KSA deports another 80 Bangladeshis
The Saudi authorities yesterday deported 80 more Bangladeshi migrants, bringing the total number of deportees close to 600 this month.
The migrants, including those having valid iqamas (residence permit), arrived at Hazrat Shahjalal International Airport on a Saudia Airlines flight around 3:30pm, said Tanvir Hossain, assistant director at the expatriates' welfare desk at the airport.
“Many of the returnees said they were detained and deported despite having iqamas,” Tanvir told this correspondent.
Al-Amin Gazi of Chandpur's Faridganj said he went to the Middle Eastern country in December last year spending Tk 6.5 lakh. However, his employer didn't arrange iqama for him.
He said one of his relatives gave him Tk 1.5 lakh and with that money he secured an iqama. He could then work at a company as a construction worker for only one and a half months.
But police picked him up over a week ago as he stepped out of his home in Riyadh. He was sent to a detention centre in Dammam before being deported yesterday.
“I have returned broke. How will I recoup the money I have spent?” said a hapless Al-Amin.
Tanvir of the expatriates' welfare desk said some of the returnees overstayed their visas.
According to the desk, nearly 15,000 Bangladeshi migrants returned home from Saudi Arabia between January and August this year.
Tanvir, however, could not confirm how many of them had valid iqamas.
Some two million Bangladeshi migrants have been working in Saudi Arabia.

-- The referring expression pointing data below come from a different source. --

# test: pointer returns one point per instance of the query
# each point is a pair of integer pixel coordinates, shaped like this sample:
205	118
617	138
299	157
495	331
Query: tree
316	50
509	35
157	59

The country has recently adopted a policy on recruiting more locals.
To make it happen, it has imposed levies on the companies hiring foreign workers and barred foreigners from taking up jobs in 12 types of businesses, including shops selling watches, optical materials, medical equipment, electrical and electronic products, car parts, building materials, carpets, and mobile phones.
Bangladesh embassy officials in Riyadh said the measures came as part of the Saudi government's economic and labour policy reforms to create more jobs for locals.
“The Saudi authorities are enforcing immigration laws in a more stringent way,” Golam Moshi, Bangladesh ambassador to the Kingdom, recently told this correspondent.
Recruiting agents said a good number of Bangladeshis went to Saudi Arabia on so-called “free visas”. Such visas are arranged by Saudi companies, but the migrants need to find their jobs themselves.
“This sort of arrangement is illegal. That's one of the reasons why people having iqamas are being deported,” said Abdul Alim, a recruiting agent.